Downloading responses

Download the responses, either by visiting http://[url]:8421/responses or clicking the link on the dashboard (as mentioned in Experiment monitoring).

Install Salmon

There are two options to install Salmon for offline embeddings. Using ``conda`` is preferred because it installs all the requirements (including Python 3.8, which might not be installed) and has more sophisticated conflict resolution than pip.

Using conda

This option is required for a complete installation. This option requires conda, a Anaconda’s Python package manager. It’s available through Anaconda and Miniconda.

  1. Download the latest release of Salmon.

  2. Unzip/unpack the .zip or .tar.gz file.

  3. Navigate to the directory in the shell/terminal and run these commands:

  4. Then run these commands:

$ cd ~/Downloads/salmon  # directory just downloaded and unzipped
$ conda env create -f salmon.lock.yml
$ conda activate salmon
(salmon) $ pip install .

These commands should be run in your favorite terminal. On macOS, that might be Terminal.app.

Note

The commands above are (*nix) shell commands. The $ is intended to be your terminal prompt; leave it out when copy and pasting into the terminal.

Using pip

This option is recommended to generate embeddings offline. This option requires pip, a Python package manager. It’s available through Anaconda and Miniconda.

After you have the Python package manager pip, run these commands:

$ pip install "salmon-triplets"
$ python -c "from salmon.triplets.offline import OfflineEmbedding"

You have successfully installed Salmon if these commands complete successfully.

Note

This package named “salmon-triplets” on PyPI installs a Python package named salmon.

Generate embeddings

This Python code will generate an embedding:

from pathlib import Path

import pandas as pd
from sklearn.model_selection import train_test_split

from salmon.triplets.offline import OfflineEmbedding
import salmon.triplets.offline as offline

# Read in data
df = pd.read_csv("responses.csv")  # from dashboard
em = pd.read_csv("embedding.csv")  # from dashboard; optional
config = yaml.loads(Path("config.yml").read_text())  # from dashboard

X = df[["head", "winner", "loser"]].to_numpy()
X_train, X_test = train_test_split(X, random_state=42, test_size=0.2)

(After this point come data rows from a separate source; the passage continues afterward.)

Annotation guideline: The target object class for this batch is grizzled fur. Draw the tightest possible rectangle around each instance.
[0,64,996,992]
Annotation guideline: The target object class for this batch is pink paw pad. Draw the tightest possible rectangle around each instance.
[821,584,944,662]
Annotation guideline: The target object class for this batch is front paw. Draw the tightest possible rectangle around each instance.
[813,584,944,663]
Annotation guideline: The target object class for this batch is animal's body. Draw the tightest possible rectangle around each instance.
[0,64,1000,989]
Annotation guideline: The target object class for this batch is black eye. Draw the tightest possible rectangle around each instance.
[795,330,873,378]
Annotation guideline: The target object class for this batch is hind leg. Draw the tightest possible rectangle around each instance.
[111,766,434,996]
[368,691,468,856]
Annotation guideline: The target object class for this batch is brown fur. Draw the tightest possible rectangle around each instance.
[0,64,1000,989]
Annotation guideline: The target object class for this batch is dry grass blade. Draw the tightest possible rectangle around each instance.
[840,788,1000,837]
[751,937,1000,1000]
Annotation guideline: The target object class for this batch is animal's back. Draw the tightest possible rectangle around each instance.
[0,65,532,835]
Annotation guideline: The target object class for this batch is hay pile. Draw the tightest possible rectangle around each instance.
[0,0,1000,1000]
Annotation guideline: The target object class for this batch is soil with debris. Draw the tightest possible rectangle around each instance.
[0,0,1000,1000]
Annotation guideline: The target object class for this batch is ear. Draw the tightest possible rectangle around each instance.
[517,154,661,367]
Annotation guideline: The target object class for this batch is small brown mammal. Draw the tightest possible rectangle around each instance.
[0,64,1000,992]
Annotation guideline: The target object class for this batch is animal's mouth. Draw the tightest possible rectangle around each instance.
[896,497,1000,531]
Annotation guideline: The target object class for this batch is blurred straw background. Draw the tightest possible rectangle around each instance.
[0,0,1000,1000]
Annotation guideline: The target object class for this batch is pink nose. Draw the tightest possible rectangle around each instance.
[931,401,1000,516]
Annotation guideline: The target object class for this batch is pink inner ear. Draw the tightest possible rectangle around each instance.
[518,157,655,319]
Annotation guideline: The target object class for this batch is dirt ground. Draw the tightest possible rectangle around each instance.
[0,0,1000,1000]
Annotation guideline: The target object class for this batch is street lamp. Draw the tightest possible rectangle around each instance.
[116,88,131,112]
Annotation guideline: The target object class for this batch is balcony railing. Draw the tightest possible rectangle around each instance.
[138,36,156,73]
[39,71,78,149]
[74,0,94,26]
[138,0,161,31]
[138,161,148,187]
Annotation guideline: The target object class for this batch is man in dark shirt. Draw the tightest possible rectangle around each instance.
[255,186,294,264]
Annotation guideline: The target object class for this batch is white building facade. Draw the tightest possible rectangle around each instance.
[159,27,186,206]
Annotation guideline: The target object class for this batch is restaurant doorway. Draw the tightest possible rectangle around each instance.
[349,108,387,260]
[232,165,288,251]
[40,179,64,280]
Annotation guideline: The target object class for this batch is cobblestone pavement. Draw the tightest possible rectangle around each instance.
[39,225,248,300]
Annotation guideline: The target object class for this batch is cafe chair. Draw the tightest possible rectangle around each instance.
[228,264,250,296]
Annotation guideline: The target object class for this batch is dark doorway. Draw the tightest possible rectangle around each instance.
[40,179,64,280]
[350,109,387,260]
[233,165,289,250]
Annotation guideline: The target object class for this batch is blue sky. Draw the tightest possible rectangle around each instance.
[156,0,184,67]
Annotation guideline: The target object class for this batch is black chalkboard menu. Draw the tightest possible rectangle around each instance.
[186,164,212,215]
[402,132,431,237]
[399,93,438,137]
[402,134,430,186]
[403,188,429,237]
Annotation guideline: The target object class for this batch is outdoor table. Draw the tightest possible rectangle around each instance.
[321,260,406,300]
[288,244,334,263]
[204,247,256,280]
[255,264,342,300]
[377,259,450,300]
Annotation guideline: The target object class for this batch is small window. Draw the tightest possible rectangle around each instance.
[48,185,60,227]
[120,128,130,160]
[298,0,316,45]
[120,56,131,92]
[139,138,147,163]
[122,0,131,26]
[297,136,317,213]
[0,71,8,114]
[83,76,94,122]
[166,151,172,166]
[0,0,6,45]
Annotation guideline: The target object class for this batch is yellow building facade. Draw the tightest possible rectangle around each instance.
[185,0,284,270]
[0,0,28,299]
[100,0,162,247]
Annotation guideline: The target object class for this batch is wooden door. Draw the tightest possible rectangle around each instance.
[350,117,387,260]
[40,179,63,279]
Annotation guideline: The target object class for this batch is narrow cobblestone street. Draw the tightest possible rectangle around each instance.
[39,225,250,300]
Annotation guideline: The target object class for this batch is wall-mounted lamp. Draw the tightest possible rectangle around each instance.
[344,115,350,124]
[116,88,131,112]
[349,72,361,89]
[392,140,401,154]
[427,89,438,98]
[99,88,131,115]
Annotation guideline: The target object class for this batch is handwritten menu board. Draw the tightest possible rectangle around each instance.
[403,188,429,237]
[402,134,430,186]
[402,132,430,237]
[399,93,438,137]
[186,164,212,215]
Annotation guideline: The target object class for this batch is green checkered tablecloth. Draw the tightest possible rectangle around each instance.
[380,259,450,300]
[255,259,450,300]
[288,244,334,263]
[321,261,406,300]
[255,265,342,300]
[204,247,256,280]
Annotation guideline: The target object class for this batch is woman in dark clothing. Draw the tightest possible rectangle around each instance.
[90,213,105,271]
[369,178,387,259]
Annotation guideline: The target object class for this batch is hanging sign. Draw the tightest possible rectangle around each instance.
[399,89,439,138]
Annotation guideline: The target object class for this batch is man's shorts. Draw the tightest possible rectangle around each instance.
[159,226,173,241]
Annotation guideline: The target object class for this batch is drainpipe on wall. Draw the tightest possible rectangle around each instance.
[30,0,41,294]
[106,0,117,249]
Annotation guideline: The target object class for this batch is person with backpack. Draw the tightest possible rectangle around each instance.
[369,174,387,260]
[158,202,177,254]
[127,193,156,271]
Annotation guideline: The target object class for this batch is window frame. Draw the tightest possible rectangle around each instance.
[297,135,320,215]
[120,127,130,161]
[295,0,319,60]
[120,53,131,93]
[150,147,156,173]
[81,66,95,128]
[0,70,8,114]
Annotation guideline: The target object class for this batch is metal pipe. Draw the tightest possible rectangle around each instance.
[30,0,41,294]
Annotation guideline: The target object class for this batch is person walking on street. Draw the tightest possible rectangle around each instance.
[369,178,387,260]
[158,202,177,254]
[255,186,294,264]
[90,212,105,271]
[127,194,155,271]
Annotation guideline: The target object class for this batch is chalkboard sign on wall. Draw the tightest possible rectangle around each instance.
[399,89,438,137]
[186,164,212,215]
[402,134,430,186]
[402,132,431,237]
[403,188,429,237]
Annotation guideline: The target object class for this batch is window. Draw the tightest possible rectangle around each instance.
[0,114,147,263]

n = int(X.max() + 1)  # number of targets
d = 2  # embed into 2 dimensions

# Fit the model
model = OfflineEmbedding(n=n, d=d, max_epochs=500_000)
model.initialize(X_train, embedding=em.to_numpy())  # (optional)

model.fit(X_train, X_test)

# Inspect the model
model.embedding_  # embedding
model.history_  # to view information on how well train/test performed

df_em = offline.join(model.embedding_, config["targets"])
df_em.to_csv("final_embedding.csv")

Some customization can be done with model.history_; it may not be necessary to train for 500,000 epochs. model.history_ will include validation and training scores, which might help limit the number of epochs.

Documentation for OfflineEmbedding is available on API.

Embedding visualization

The HTML for each target alongside the embedding coordinates is available from the dashboard by downloading the “embeddings” file (or visiting [url]:8421/embeddings. This will give a CSV with the HTML for each target, the embedding coordinates and the name of the embedding that generated the algorithm.

To visualize the embedding, standard plotting tools can be used to visualize the embedding, which might be Matplotlib, the Pandas visualization API, Bokeh or Altair. The Pandas visualization API is likely the easiest to use, but won’t support showing HTML (images/video/etc). To do that, Salmon uses Bokeh for it’s visualization.